You can’t just blow through these questions so you can get on with making those pesky resolutions. They are meant to be pondered, discussed at length with a spouse/partner, and, for those who are religious, certainly committed to prayer. Even after all that, these questions won’t generate easy answers. They will, however, bring you face to face with some trade-offs that will inevitably need to be made. Preparing for your retirement probably means compromising your current lifestyle, at least a little. Helping the kids with cars or college means compromising your efforts for your own retirement.

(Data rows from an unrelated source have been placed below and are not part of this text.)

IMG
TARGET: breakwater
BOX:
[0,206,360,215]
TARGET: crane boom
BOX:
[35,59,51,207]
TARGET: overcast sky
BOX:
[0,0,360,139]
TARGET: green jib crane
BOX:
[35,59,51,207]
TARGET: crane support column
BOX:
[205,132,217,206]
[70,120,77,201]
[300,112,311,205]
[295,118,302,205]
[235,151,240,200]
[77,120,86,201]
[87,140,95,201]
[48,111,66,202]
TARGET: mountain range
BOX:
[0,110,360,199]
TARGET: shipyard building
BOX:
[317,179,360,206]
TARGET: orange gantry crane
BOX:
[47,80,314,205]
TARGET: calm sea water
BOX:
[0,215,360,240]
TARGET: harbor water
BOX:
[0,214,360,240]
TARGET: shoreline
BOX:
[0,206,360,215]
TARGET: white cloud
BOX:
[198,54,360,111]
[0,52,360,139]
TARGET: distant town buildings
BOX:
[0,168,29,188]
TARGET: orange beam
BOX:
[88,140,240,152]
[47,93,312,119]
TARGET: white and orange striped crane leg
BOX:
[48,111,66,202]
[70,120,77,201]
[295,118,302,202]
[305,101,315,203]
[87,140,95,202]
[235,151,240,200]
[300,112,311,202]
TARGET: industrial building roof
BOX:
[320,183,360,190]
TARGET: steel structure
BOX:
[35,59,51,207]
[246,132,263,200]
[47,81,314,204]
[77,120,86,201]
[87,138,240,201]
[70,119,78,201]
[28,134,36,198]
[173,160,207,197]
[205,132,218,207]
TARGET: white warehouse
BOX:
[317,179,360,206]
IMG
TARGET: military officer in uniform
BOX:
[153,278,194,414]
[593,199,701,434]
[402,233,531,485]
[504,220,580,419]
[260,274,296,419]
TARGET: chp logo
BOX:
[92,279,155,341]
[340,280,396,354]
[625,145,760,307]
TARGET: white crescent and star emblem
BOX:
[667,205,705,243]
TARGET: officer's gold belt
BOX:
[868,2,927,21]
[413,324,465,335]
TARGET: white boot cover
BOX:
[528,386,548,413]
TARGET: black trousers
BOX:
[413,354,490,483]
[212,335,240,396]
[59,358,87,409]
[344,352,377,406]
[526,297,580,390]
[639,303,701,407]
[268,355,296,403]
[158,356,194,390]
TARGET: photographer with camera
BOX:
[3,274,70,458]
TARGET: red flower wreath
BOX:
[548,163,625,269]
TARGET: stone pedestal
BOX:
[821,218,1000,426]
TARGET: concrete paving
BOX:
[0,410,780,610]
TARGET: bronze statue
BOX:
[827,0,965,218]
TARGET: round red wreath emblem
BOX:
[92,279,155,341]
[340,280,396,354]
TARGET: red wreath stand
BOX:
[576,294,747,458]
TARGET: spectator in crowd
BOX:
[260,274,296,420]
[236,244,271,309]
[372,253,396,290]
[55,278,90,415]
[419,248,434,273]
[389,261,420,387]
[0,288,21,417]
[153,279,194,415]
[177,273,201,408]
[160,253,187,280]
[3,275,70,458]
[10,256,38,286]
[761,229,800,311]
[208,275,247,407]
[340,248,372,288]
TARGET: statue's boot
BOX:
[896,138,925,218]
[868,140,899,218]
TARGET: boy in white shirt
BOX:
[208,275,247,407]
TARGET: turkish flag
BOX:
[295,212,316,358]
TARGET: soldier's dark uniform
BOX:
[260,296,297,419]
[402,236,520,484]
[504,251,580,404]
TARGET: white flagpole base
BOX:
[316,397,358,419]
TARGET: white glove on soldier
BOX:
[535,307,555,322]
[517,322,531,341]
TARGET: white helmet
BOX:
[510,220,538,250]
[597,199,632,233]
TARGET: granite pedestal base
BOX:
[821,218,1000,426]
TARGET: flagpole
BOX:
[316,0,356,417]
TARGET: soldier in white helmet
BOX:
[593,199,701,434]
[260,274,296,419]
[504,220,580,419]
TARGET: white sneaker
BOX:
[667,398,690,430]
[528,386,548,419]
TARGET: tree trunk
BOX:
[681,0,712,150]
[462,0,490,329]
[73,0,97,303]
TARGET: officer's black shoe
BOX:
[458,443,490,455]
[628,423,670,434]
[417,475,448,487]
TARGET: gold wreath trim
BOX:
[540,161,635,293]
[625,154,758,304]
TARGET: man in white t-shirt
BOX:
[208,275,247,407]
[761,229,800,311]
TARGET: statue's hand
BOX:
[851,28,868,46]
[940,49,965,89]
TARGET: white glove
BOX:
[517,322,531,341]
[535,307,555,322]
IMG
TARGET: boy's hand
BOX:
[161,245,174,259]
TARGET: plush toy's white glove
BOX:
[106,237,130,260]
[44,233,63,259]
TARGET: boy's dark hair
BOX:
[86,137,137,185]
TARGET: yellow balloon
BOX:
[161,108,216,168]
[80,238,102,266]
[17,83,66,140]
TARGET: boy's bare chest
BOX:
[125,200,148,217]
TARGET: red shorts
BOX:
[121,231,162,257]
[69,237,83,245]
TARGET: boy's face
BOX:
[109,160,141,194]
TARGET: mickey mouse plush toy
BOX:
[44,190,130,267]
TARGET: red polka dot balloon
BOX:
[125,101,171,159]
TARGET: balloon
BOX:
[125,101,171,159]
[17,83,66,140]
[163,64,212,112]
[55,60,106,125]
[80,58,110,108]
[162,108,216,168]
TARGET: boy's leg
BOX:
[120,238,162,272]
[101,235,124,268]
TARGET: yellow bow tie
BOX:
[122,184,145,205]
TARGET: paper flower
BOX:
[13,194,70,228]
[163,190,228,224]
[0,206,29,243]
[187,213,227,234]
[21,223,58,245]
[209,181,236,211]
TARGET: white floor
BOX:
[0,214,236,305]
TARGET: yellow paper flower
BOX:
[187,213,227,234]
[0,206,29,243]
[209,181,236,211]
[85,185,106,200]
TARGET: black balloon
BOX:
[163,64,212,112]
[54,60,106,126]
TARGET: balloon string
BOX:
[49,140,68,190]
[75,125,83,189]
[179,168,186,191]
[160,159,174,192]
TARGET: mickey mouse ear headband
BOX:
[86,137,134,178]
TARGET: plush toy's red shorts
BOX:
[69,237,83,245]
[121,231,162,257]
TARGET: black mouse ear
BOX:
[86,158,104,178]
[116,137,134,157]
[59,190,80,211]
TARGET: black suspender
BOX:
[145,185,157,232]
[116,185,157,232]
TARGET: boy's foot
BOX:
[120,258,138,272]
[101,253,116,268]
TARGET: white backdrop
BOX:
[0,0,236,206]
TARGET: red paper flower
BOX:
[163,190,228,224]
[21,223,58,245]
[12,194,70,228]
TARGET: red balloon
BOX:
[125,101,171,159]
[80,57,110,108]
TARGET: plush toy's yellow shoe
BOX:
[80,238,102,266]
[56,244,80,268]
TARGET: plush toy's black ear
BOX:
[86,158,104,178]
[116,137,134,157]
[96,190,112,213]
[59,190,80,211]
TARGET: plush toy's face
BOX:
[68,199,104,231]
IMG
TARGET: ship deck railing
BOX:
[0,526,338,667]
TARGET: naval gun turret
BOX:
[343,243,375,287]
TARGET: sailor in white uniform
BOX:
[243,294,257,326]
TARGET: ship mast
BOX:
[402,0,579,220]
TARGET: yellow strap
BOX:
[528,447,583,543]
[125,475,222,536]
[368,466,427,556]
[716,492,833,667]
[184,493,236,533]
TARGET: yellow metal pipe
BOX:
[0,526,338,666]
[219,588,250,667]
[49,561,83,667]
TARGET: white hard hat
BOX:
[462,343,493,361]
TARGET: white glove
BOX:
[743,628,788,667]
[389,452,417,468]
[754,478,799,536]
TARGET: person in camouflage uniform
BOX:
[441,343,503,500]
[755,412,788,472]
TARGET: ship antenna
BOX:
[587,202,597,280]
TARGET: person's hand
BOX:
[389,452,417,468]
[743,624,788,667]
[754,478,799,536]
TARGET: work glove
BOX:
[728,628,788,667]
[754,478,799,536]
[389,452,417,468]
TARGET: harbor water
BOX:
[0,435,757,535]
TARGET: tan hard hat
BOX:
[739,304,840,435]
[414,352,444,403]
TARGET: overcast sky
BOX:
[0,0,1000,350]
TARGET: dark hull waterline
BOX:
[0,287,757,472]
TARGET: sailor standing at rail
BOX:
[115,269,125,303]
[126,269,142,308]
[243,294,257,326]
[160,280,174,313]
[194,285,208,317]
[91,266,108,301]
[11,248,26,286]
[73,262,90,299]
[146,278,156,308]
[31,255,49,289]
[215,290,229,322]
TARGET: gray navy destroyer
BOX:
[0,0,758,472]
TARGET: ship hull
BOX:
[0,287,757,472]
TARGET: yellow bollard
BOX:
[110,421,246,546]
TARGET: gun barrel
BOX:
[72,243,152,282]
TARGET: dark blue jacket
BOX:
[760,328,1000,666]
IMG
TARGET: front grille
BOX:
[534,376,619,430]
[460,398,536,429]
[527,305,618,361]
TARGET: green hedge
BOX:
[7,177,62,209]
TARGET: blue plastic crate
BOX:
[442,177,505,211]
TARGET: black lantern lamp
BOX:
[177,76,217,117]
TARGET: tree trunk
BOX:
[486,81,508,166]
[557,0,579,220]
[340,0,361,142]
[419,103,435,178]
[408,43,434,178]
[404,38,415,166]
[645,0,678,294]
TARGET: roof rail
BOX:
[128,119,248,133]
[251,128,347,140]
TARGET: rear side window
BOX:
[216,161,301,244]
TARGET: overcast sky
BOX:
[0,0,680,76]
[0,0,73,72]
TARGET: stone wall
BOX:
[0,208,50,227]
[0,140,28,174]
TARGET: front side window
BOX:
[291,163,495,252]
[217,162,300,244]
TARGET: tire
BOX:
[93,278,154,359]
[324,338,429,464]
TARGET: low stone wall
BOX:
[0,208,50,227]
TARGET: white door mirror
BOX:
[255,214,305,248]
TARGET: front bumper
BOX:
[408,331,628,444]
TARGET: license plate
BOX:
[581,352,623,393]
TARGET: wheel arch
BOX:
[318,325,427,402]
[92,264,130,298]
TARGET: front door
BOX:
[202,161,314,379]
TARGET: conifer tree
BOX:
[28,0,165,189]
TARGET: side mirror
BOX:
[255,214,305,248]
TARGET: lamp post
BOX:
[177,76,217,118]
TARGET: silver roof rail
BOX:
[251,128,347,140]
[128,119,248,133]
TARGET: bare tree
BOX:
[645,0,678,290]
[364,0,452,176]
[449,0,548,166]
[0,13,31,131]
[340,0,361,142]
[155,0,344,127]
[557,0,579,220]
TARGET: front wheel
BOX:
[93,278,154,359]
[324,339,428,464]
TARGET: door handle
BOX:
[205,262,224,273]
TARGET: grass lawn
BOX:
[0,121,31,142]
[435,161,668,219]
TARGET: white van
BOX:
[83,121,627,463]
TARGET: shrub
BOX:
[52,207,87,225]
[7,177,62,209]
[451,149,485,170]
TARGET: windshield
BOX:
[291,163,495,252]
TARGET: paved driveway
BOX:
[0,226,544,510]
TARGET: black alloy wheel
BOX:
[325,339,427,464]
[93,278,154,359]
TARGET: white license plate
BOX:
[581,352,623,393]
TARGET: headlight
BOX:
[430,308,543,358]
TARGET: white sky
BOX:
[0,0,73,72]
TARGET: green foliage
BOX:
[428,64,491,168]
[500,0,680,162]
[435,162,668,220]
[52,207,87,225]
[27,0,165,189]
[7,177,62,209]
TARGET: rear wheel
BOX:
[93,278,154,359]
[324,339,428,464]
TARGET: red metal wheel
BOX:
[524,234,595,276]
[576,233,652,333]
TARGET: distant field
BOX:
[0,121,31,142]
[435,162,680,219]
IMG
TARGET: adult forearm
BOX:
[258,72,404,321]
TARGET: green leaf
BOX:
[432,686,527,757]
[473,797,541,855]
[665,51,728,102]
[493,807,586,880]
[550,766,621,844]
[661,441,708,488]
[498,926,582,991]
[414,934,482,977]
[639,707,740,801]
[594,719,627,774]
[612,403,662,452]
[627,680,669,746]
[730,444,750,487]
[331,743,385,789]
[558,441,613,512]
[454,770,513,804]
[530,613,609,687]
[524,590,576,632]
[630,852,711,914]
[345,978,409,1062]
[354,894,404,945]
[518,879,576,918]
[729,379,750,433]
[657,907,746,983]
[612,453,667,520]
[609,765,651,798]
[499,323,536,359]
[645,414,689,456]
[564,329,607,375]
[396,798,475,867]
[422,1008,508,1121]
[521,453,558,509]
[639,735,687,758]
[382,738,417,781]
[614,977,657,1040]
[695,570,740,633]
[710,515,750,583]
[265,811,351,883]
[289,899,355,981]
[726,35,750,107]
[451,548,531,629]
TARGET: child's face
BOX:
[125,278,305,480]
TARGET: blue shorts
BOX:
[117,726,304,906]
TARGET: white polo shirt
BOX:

These are but a few of the issues we all need to tackle.

Seriously considering these questions demonstrates just how foolish it is to make a resolution like “I will save $150 per month.” If you don’t address these five core issues, you have no idea how much you should save or where you should put it. Somewhere deep inside us, we know how foolish this is, and that’s why we don’t really keep many of our New Year’s resolutions.

Now before you beat yourself up too badly because you’ve planned poorly up to this point, consider what your peers are doing. According to a recent survey of American households:

  • 80% of Americans say they are comfortable with their planning, yet 30% don’t save anything.
  • 60% of Americans want to retire by age 61, yet one quarter of them don’t how much money they will need in retirement.
  • 40% of parents don’t know how much college will cost for their children.

Generally speaking, we’re a pretty naïve lot. We’re also pretty optimistic, believing that there’s always tomorrow to start doing the things we should be doing now. Somewhere between irrational optimism, “I can always start tomorrow”, and immobilizing pessimism, “I haven’t done anything, I’m doomed,” lies reality. You can’t change yesterday, but you shouldn’t wait until tomorrow. So if you make any resolution at all this New Year, simply resolve to take up these issues in earnest today. Begin the process and remember that it is a process. Unlike resolutions, a process doesn’t simply start and end at convenient points. A healthy process will continue well into your advanced years. The good news is that with a little bit of effort and a great deal of earnestness, all of your dreams are possible.